CSI4107, Winter 2013

Assignment 1

Due Monday Feb 11, extended till Fri Feb 15, 22:00

Geographic Information Retrieval System [100 points]

Note: This assignment should be done in groups of two students.

You will implement a geographic Information Retrieval (IR) system which will find Wikipedia entries / documents that answer a particular information need. Feel free to add geographical reasoning of some sort in your system.

We will use the data from GikiCLEF 2009, but only the English queries and the English Wikipedia documents.

You will submit the results of your system on a set of 50 test queries (available here). Put the results of your IR system in a file name Results.txt (whose format is explained below in point 4.). You also have their ideal answers, the relevance judgments, available here (also in trec_eval here with two additional columns) so that you can evaluate the performance of your system. Please mention the evaluation score in your report.

The collection of documents is a sub-part of the English Wikipedia, and it is available here (the older incomplete version is here, but it is no longer needed). The documents are in xml format. You need to extract the text from them or any other information that you want to use.

Here are two examples of test queries:

GC-2009-01: List the Italian places where Ernest Hemingway visited during his life.

GC-2009-02: Which countries have the white, green and red colors in their national flag?

Here is an exemple of expected solution, from the relevance judgements file.

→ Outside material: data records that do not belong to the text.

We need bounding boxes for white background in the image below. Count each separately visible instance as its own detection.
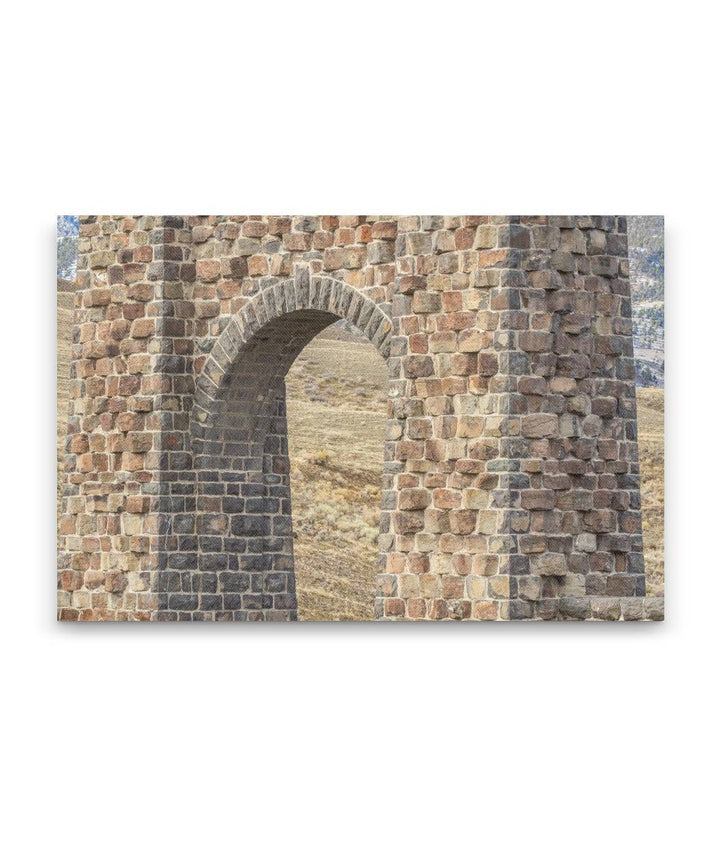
[0,0,720,856]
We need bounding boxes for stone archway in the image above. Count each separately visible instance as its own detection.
[181,267,393,620]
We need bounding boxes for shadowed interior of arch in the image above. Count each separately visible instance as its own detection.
[184,282,382,620]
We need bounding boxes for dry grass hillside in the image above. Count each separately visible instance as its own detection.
[57,291,664,620]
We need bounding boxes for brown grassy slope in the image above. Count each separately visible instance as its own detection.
[637,389,665,595]
[287,327,387,621]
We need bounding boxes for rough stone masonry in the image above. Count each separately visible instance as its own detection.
[58,216,663,621]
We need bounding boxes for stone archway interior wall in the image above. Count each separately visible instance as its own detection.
[59,216,661,620]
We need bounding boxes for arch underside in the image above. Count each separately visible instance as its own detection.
[162,278,391,620]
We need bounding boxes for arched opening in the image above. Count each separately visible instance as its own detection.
[183,272,392,620]
[286,322,388,621]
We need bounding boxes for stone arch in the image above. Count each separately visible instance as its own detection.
[183,268,393,620]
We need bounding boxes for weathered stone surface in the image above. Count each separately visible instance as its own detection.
[58,215,648,620]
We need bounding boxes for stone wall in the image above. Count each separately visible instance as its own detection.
[59,216,662,620]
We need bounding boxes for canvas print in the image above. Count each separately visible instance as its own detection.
[57,215,664,622]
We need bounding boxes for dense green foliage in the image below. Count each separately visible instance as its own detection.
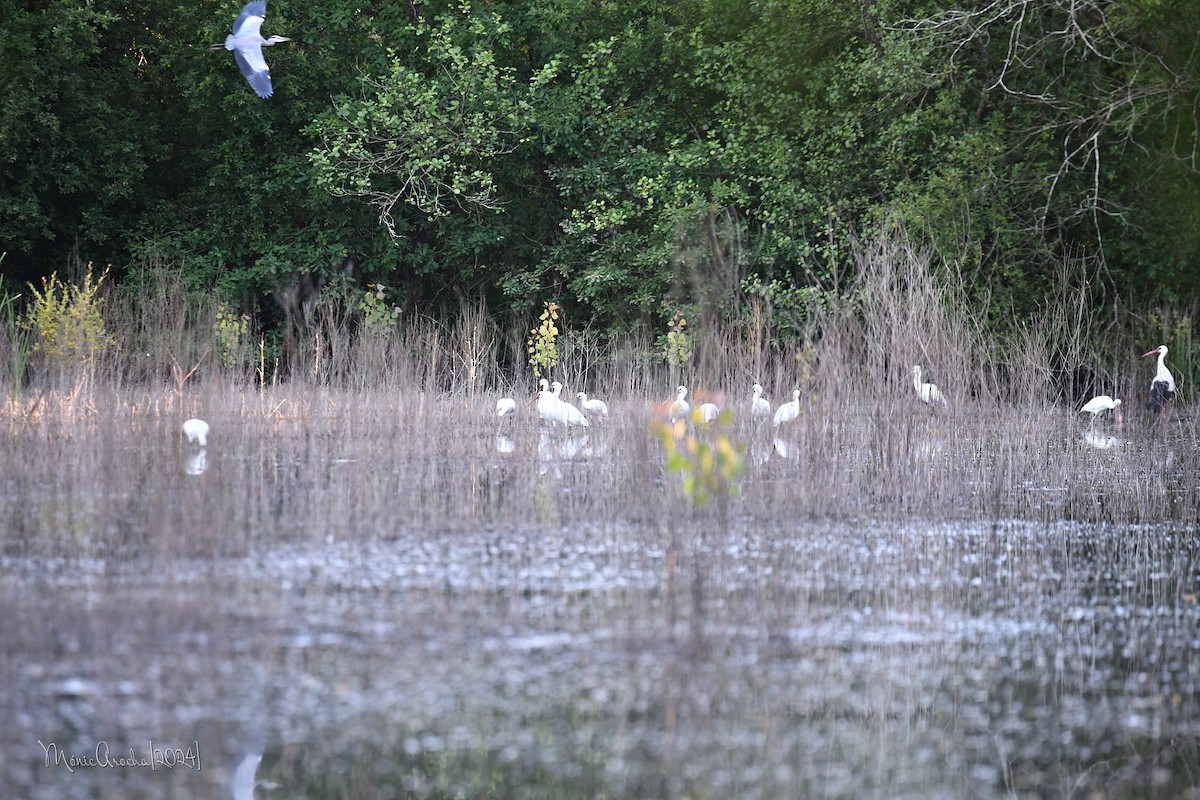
[0,0,1200,333]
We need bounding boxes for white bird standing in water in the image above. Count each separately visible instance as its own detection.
[575,392,608,416]
[1079,395,1121,425]
[538,378,592,427]
[750,384,770,420]
[667,386,691,422]
[184,417,209,447]
[1141,344,1175,414]
[773,389,800,425]
[912,365,947,405]
[212,0,292,98]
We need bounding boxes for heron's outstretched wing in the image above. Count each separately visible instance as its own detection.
[233,0,266,36]
[233,44,275,97]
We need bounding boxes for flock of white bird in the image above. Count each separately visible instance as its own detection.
[496,344,1175,427]
[184,344,1175,450]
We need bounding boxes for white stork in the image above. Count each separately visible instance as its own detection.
[1141,344,1175,414]
[212,0,292,98]
[912,365,947,405]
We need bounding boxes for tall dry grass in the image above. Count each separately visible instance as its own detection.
[5,231,1200,525]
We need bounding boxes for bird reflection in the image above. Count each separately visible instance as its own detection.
[229,745,263,800]
[1082,429,1123,450]
[770,437,799,458]
[184,450,209,475]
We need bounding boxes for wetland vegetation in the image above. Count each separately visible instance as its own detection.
[0,235,1200,798]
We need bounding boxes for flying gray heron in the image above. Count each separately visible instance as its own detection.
[212,0,292,97]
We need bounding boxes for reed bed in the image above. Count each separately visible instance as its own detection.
[0,231,1200,547]
[0,235,1200,798]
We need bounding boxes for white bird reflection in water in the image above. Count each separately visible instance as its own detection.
[184,450,209,475]
[1082,429,1124,450]
[770,437,800,458]
[229,742,263,800]
[538,428,590,461]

GC-2009-01 en/a/c/c/Acciaroli

GC-2009-01 en/a/v/e/Aveto_Valley_caf9

GC-2009-01 en/f/o/s/Fossalta_di_Piave_e6b6

GC-2009-01 en/h/a/r/Harry_'s_Bar__(Venice_)_5e7a

GC-2009-01 en/v/e/n/Venice

GC-2009-02 en/d/o/m/Dominican_Republic_1b44

GC-2009-02 ...

...

The relevance judgements file contains the correct answers for one query, then for the next query, and so on. The answers are not necessarily complete. They were produced by human judges, using the pooling method: from all the answers retrieved by all the systems that participated in gikiCLEF 2009, they selected the answers that they considered correct. If your system produces additional answers, we will consider them incorrect, with the risk of excluding a small number of possibly correct answers.

You can use an existing IR system from the Internet, and adapt it to work on this collection and queries (this system can use the vector space model or a more advanced model, and might need some adaptation in regard to the format of the documents, queries and output). Alternatively, you can implement you own indexing scheme based on the vector space model, as discussed in class (see the implementation slides). Most tools that you can use include the following steps, or you can implement some of the steps and use a tool for other steps.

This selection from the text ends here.